Vaccines designed to trigger an immune response to a small HIV protein called Tat could be a promising way to fend off the virus, intriguing new data suggest. According to a report in this week's journal Nature, "killer" T cells targeted to the Tat protein can effectively contain simian immunodeficiency virus (SIV), the monkey version of HIV, during the natural course of early infection.

University of Wisconsin researchers found that these Tat-specific killer T cells eliminated the original strain of SIV four weeks after they exposed 18 rhesus macaque monkeys to the virus. The monkeys still had some SIV, but this SIV differed genetically from the original strain. These small genetic changes, pinpointed by the research team and traced predominantly to the Tat protein, provided enough disguise to enable the virus to escape immune attack.

"These animal studies open the window on immune events in early HIV infection and provide a rationale for exploring a new approach to designing HIV vaccines," says Anthony S. Fauci, M.D., director of the National Institute of Allergy and Infectious Diseases (NIAID), which funded the research. "The results suggest that using vaccines that stimulate immune responses against virus proteins produced within a few hours after infection, such as Tat, may help control HIV."

"This is the first time someone has investigated the entire cellular immune response during the acute phase of infection," adds Peggy Johnston, Ph.D., NIAID's assistant director for AIDS vaccines and associate director of the Vaccine and Prevention Research Program in the Institute's Division of AIDS. The cellular immune response primarily consists of killer T cells, which attack infected cells rather than target free virus. "If ongoing work by these investigators shows that vaccinating monkeys with SIV Tat induces a massive killer T-cell response that can prevent infection or substantially reduce the amount of virus in monkeys, research on HIV vaccines that incorporate similar targets will be stimulated." Current products in human vaccine trials primarily induce immune responses to envelope or other structural proteins of HIV rather than to functional proteins like Tat, which is required for the virus to replicate.

Virus levels peak within weeks after both HIV and SIV infection, but decline soon after when strong killer T-cell responses develop. These responses, however, can hold the virus at bay only so long, eventually losing out to the virus. The power struggle shifts in favor of the virus, the Wisconsin researchers found, because killer T cells pressure the virus to evolve or be destroyed. The challenge remains to design vaccines that induce killer T-cell responses so that the immune system retains the power.

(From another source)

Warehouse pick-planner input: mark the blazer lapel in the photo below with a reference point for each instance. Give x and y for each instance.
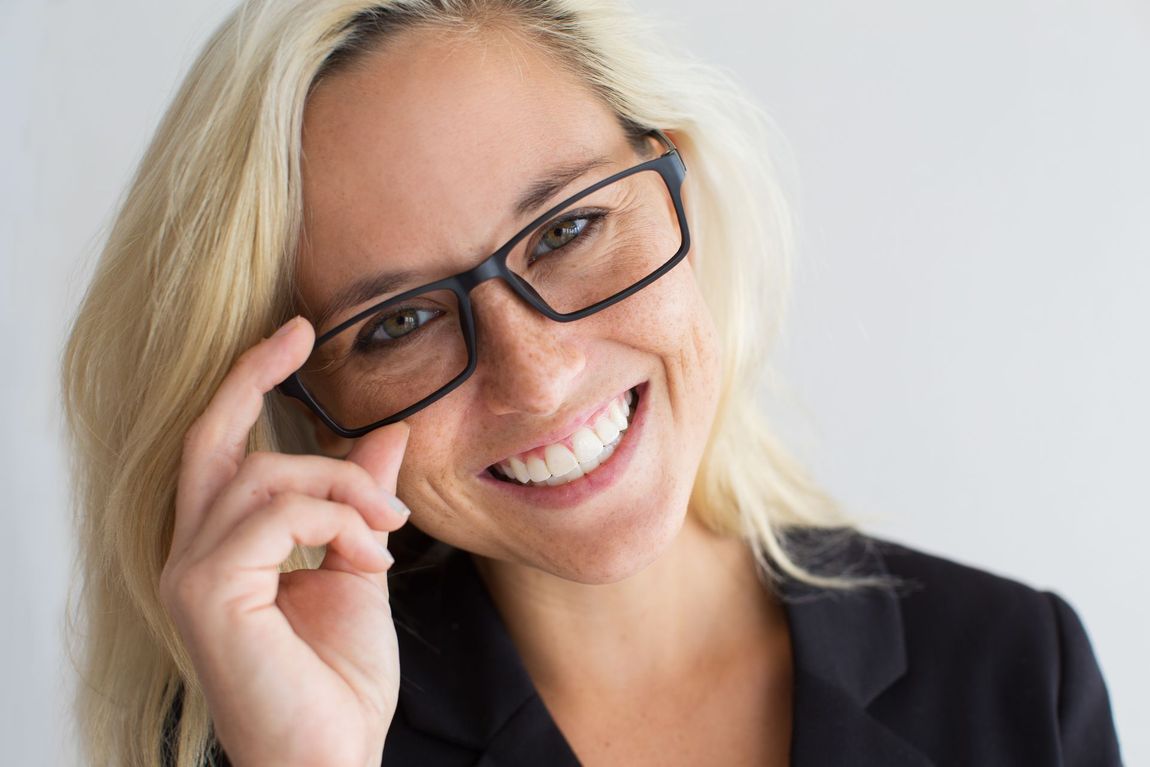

Patricia D'Souza, Ph.D., a microbiologist with NIAID's Division of AIDS and project officer for this study, says cellular immune responses to HIV and SIV have been difficult to investigate, and only recent research developments made this work possible. "Without the availability of genetically typed monkeys, cloned virus and innovative technology in cellular immunity, it would have been impossible for Dr. Watkin's group to detect this massive, early Tat-specific immune response."